La primauté du règlement de copropriété
Le juge rappelle le cadre légal déterminant la destination des parties privatives. Il cite l’article 8 de la loi du 10 juillet 1965, qui dispose qu’un règlement « détermine la destination des parties tant privatives que communes, ainsi que les conditions de leur jouissance » (Sur la demande d’injonction de cesser l’usage d’activité dans les lots n°15 et n°17). Ce texte précise que le règlement ne peut imposer de restrictions non justifiées par la destination de l’immeuble. L’analyse des lots montre que leur destination est libellée « activité » sans limitation précise. La jurisprudence confirme que « cette qualification n’interdit toutefois nullement au propriétaire dudit lot de l’affecter à un autre usage à la condition qu’il ne soit pas expressément prohibé par le règlement de copropriété » (Tribunal judiciaire de Paris, le 11 juillet 2025, n°22/03669).
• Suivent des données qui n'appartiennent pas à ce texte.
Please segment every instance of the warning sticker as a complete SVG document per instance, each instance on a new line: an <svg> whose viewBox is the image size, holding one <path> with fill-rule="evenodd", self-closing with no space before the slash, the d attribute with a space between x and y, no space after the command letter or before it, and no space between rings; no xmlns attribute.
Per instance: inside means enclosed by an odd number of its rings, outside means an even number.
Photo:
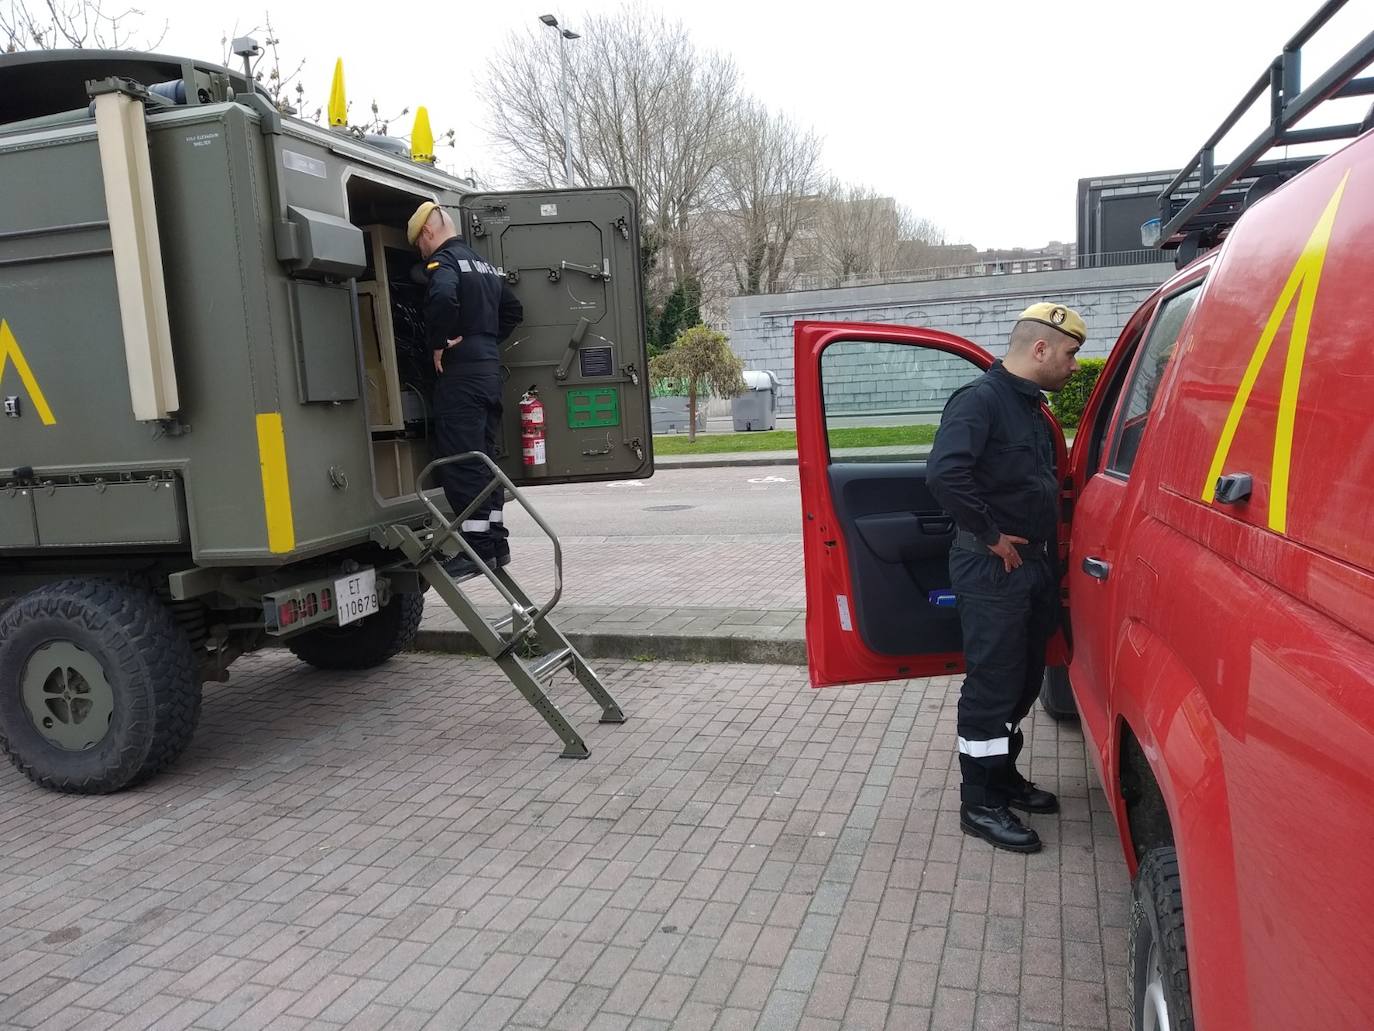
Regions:
<svg viewBox="0 0 1374 1031"><path fill-rule="evenodd" d="M539 205L539 214L543 218L553 218L558 214L558 205L541 204Z"/></svg>
<svg viewBox="0 0 1374 1031"><path fill-rule="evenodd" d="M852 632L854 630L854 621L849 617L849 599L843 594L837 594L835 595L835 604L840 610L840 629Z"/></svg>
<svg viewBox="0 0 1374 1031"><path fill-rule="evenodd" d="M297 154L294 150L282 151L281 163L293 172L304 172L306 175L313 175L316 179L328 178L323 161L319 158Z"/></svg>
La décision consacre ainsi la liberté d’usage dans le cadre défini par l’acte conventionnel. La valeur de ce point réside dans le respect strict de la volonté des parties telle que cristallisée dans le règlement. La portée en est claire : une destination générique « activité » autorise tout usage non contraire à la destination globale de l’immeuble.
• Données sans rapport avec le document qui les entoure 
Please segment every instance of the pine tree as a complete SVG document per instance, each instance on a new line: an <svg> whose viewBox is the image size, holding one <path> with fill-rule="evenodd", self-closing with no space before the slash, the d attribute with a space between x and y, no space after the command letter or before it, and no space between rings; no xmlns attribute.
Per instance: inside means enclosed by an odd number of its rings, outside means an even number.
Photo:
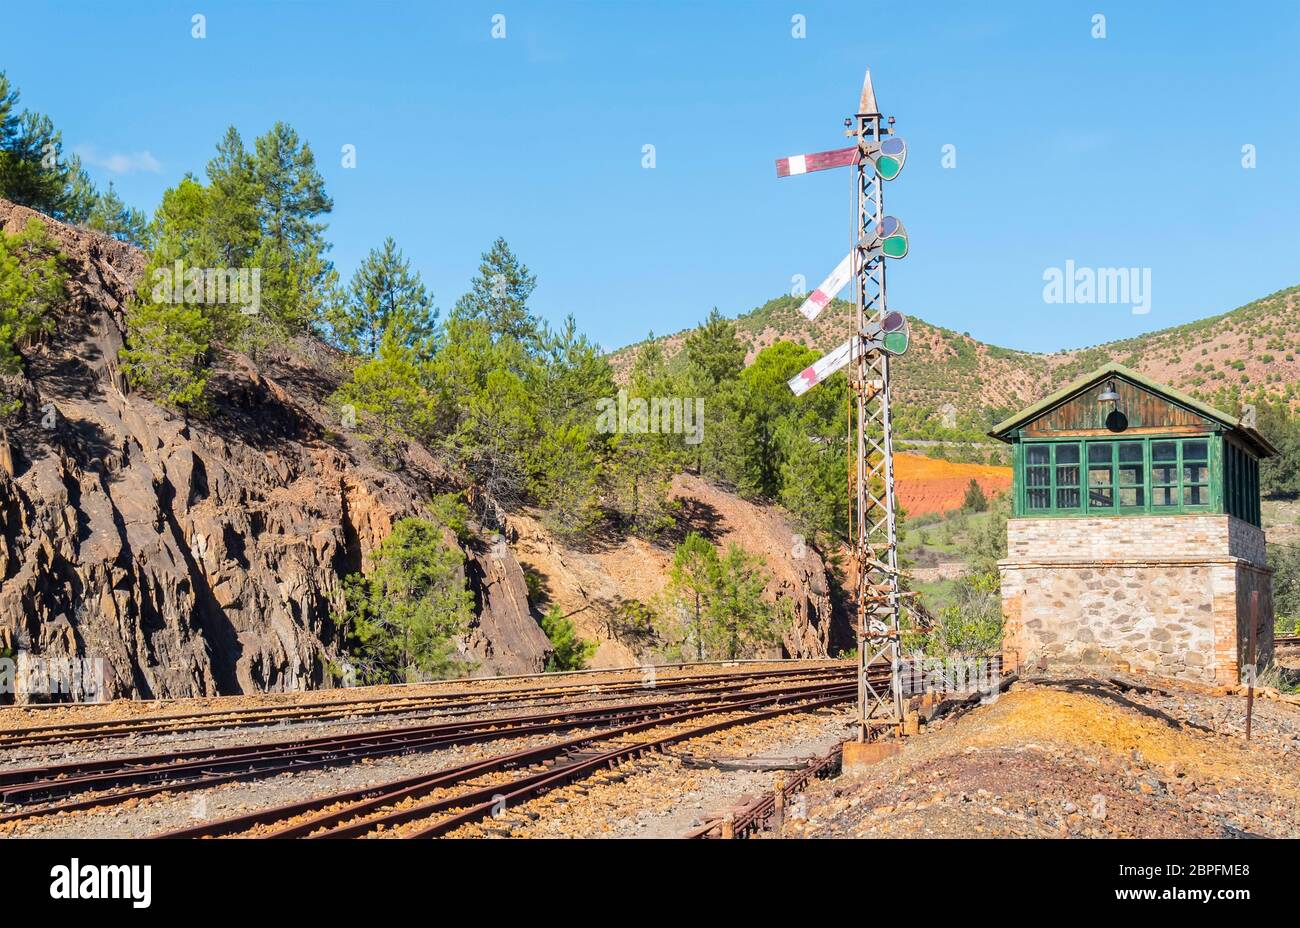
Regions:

L’impératif de la charge de la preuve
Le rejet des demandes s’appuie essentiellement sur un défaut de preuve. Le tribunal applique rigoureusement l’article 9 du code de procédure civile, qui prévoit qu' »il incombe à chaque partie de prouver conformément à la loi les faits nécessaires au succès de sa prétention » (Sur la demande d’injonction de cesser l’usage d’activité dans les lots n°15 et n°17). Les pièces versées, dont un constat, ne démontrent pas la persistance d’une activité irrégulière. Concernant l’atteinte à la vie privée, les défendeurs ne prouvent pas que les photographies litigieuses excèdent les nécessités de la défense. Le juge affirme qu' »il n’appartient pas au Tribunal de palier la carence des parties dans l’administration de la preuve » (Sur la demande d’injonction de cesser l’usage d’activité dans les lots n°15 et n°17). Ce rappel souligne le rôle passif du juge dans l’administration des preuves en matière civile. La valeur de ce principe est fondamentale pour le procès équitable. Sa portée pratique est sévère : une prétention non étayée par des preuves suffisantes et actuelles est vouée à l’échec, indépendamment de son bien-fondé potentiel.